24 outubro, 2017
Divórcio
Os meus pais divorciaram-se eu tinha 10 anos, lembro-me de tudo. Nunca esqueci o dia em que a minha mãe saiu de casa, todos os anos faço um novo luto nesse dia. Sempre que me acontecia alguma coisa de mal na escola sentia-me vazia, porque afinal eu era filha de pais divorciados, não tinha sorte nenhuma, sentia-me uma criança sozinha no mundo. Não tenho irmãos. Todos os meus amigos viviam com os dois pais, eu era a pobre que fazia e desfazia malas todos os fins de semana, tinha duas casas e ao mesmo tempo não tinha nenhuma. E há medida que os anos passam, as memórias que tenho de estar com os meus pais, ao mesmo tempo, são menos. É como se uma parte de mim deixasse de existir e eu não tivesse meios para a resgatar. Na verdade, não tenho mesmo. O meu pai só fala mal da minha mãe, ainda hoje, sim. A minha mãe não está tão disposta assim para falar sobre o seu primeiro casamento, um casamento que muito pouco teve de casamento. O meu pai queimou a maioria das fotos em que a minha mãe aparecia, felizmente ela levou algumas fotografias com ela. De nós os 3, tenho uma fotografia, e eu era bebé.
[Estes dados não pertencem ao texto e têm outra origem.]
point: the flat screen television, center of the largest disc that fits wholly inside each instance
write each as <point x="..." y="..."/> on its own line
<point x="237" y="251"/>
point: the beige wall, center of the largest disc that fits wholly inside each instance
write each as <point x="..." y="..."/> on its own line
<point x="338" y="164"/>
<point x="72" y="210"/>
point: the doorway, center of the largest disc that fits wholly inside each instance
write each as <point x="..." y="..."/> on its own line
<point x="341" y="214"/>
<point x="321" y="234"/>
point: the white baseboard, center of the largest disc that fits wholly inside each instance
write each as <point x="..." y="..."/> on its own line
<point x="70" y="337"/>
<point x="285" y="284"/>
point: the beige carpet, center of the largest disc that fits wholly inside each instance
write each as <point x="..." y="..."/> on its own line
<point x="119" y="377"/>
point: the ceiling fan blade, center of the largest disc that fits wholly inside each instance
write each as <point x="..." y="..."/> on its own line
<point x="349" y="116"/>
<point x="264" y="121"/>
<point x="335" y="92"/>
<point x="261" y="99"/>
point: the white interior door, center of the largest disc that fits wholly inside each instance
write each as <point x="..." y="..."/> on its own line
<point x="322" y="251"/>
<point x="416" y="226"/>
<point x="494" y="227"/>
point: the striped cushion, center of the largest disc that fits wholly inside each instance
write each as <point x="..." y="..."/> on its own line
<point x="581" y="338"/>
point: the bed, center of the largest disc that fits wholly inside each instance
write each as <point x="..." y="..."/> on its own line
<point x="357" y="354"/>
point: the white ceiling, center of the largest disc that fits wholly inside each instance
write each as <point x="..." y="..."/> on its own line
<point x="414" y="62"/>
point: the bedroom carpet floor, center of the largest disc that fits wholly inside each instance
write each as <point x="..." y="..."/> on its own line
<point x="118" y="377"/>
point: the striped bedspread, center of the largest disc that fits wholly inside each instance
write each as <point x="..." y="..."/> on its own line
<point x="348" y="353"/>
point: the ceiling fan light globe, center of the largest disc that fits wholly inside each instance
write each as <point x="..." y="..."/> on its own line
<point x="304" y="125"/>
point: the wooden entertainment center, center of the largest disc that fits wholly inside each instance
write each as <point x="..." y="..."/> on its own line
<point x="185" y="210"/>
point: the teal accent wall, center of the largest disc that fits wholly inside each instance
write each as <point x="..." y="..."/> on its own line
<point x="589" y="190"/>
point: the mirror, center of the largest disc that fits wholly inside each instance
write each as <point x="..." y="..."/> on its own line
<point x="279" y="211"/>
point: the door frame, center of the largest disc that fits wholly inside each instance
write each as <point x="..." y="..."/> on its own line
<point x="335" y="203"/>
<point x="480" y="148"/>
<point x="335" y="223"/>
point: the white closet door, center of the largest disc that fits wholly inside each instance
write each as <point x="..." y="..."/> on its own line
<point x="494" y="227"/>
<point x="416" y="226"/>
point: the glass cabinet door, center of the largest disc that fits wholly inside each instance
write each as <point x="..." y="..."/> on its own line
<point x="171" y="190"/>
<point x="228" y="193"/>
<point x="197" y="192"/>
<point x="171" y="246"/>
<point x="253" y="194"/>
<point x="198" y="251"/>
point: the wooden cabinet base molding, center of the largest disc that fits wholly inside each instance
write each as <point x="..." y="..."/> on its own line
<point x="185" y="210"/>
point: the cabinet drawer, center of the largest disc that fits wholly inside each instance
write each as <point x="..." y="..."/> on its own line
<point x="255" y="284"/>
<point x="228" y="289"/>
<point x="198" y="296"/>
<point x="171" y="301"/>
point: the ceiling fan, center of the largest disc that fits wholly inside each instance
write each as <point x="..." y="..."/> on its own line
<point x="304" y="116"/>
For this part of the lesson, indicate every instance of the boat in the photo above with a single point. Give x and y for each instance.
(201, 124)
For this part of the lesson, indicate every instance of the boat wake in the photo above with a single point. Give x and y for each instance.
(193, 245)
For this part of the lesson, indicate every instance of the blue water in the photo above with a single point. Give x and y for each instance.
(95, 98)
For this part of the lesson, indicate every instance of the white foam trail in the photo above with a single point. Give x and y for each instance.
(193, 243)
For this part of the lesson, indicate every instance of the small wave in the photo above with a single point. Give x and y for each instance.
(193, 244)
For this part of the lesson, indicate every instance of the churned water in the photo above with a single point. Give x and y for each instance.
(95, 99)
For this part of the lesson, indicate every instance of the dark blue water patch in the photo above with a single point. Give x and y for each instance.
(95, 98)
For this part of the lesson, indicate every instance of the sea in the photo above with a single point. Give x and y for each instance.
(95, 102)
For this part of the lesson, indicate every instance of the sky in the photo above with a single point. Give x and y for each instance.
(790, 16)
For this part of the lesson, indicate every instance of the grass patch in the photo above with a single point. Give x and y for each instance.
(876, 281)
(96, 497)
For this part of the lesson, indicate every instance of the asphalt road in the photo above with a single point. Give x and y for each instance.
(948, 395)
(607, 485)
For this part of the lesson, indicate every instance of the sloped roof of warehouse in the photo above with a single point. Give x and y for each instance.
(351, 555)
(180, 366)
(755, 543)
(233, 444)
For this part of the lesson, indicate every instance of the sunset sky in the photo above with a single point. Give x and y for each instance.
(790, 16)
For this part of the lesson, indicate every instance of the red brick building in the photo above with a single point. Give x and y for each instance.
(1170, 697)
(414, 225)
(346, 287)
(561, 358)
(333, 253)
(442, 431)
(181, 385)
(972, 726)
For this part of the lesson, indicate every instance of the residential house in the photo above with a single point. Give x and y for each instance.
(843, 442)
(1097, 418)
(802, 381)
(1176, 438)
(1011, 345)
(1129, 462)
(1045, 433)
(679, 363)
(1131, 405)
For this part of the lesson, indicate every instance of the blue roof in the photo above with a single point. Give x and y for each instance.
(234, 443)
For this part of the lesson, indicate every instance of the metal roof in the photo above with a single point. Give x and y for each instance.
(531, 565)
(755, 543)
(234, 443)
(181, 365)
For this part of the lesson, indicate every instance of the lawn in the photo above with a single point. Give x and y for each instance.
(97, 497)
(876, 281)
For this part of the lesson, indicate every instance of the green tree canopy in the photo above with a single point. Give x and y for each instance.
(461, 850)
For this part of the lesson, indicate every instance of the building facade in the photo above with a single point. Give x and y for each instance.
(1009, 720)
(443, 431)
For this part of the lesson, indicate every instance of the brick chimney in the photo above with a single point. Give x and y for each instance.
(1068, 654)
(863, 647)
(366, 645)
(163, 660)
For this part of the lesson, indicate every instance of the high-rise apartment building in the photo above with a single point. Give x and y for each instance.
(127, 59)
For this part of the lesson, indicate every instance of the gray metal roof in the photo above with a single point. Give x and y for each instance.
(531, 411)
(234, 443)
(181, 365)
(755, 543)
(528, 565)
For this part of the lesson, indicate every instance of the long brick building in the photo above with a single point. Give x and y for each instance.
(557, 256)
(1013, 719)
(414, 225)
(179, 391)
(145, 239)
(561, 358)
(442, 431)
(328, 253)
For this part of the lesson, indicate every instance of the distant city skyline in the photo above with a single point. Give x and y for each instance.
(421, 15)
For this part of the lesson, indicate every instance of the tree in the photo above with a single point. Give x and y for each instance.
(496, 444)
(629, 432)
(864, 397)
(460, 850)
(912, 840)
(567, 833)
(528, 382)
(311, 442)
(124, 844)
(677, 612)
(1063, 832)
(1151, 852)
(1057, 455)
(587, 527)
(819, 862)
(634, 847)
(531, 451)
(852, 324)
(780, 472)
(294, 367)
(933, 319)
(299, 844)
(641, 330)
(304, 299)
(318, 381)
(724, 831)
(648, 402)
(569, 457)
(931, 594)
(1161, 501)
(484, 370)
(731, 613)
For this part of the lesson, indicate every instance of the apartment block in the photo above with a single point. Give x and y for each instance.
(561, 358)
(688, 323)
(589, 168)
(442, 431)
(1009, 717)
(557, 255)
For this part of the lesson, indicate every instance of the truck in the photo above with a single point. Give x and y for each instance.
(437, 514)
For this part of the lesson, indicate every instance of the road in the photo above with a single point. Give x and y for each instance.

Ainda hoje aquele maldito divórcio é como se fosse uma morte, embora eles estejam os dois vivos e eu esteja todos os dias com eles, em separado. Apesar de hoje viver relativamente bem com isto, será sempre um vazio na minha alma. Obrigaram-me a ter duas vidas, que eu não queria, abominava. Eu proibia-me de falar de um ao outro, sentia saudades de um quando estava com o outro e nunca estava bem em lado nenhum. A saudade pode durar uma vida. Dura uma vida inteira, sim. Tenho a certeza absoluta que quando tiver 70 anos ainda vou pensar no divórcio dos meus pais e sentir um aperto na garganta. Mas ter noção disto é saber que cresci como pessoa com um divórcio que não foi meu, mas no final de contas era meu. É também estar preparado para o futuro, saber aquilo que nunca poderei fazer se um dia tiver filhos, para o bem deles. Conversar sobre estas coisas é fundamental para que não criemos monstros no sótão, para dar cabo de ressentimentos, aniquilar qualquer mágoa que ainda possa existir. E à medida que formos falando mais e mais sobre o que nos magoou, custa um bocadinho menos viver com esse acontecimento. E aprendemos a ser uma pessoa feliz, apesar de todos os trambolhões que a vida nos impôs.